Here are 5 ways to stay on track with your health, fitness, and training while enjoying the holidays:
Tip #1: Have the mindset that you’re going to eat in moderation.
Sure, Thanksgiving comes around once a year. But, if you think about it, it’s just like any other meal. You can literally buy turkey, pumpkin pie, mashed potatoes and gravy any time of the year. You don’t have to stuff your face like there’s no tomorrow. Especially if you’re going to make yourself feel bad about it afterwards. Don’t do that.
Tip #2: Focus on protein.
Load up on protein throughout the day before the big meal. Have some eggs and greek yogurt in the morning, a protein shake for a snack, a chicken salad for lunch, and then go big on the turkey and ham. It’s a lot harder to overeat protein, so if you prioritize protein throughout the day, you’re less likely to overindulge during your Thanksgiving meal.
Also, protein is great for muscle building. It’s what your body needs post-training. So, double whammy.

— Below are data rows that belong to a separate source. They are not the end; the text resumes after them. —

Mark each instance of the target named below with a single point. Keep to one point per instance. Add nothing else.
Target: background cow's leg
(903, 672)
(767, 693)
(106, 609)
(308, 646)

Tip #3: Hydrate throughout the day.
Most of us don’t hydrate enough, or properly. Make sure you’re consuming enough fluids with electrolytes to ensure you’re not dehydrated, especially if you’re training or working out before.

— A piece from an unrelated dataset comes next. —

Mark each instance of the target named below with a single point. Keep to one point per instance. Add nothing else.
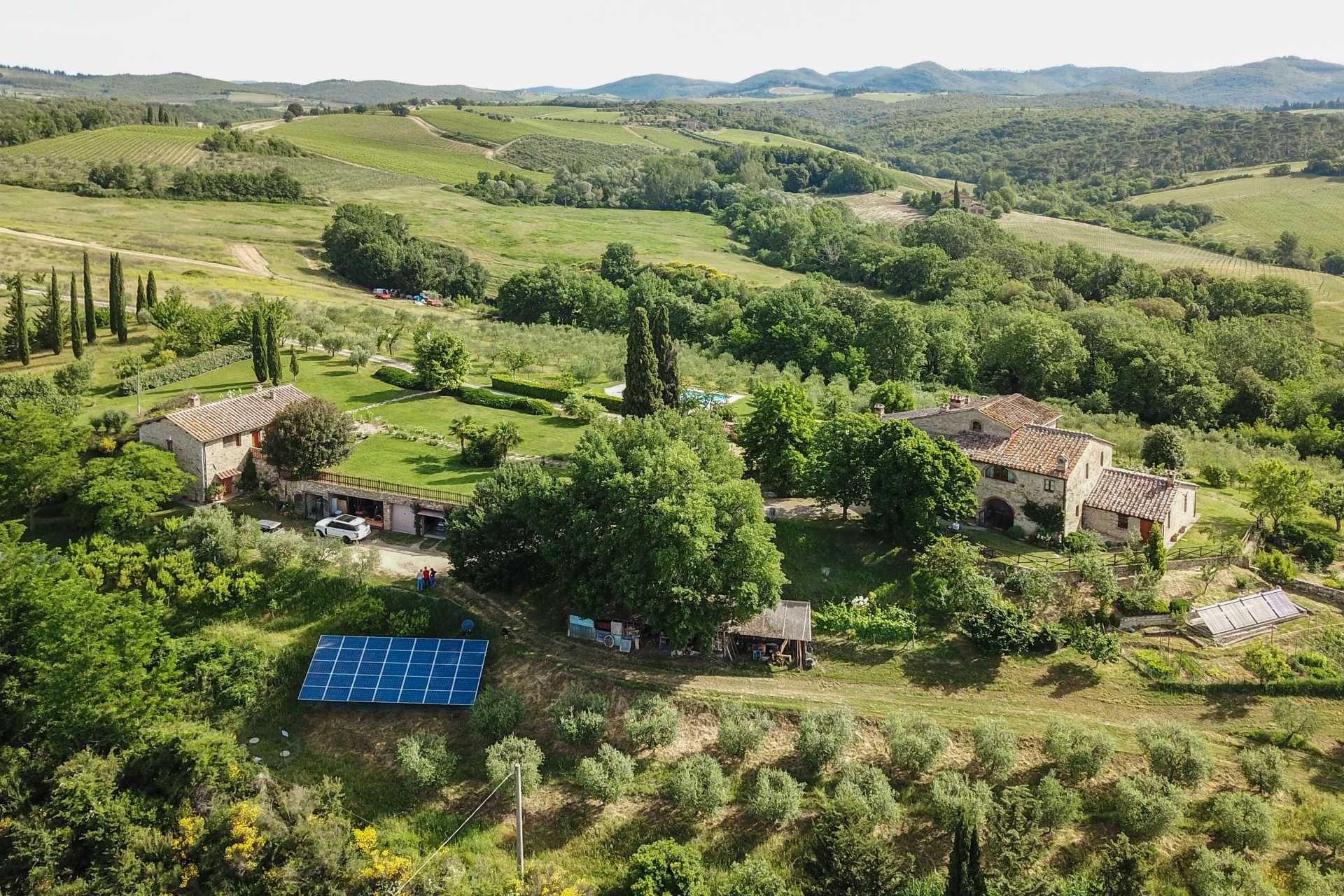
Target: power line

Tip #4: Track your macros.
If you’ve been tracking your macros, doing so on Thanksgiving will just be another day of macros tracking. Don’t change what you’re doing. If you eat a little more than usual - great. It’s just another tool used for nutrition coaching to see how you portion out your protein, carbs, and fats.
Tip #5: Do a post-Thanksgiving meal family walk.
Strap on your boots and tie your shoes because y’all are going on a walk. Walking after a meal is a great way to relax and help with digestion. Making it a family affair makes it even more fun.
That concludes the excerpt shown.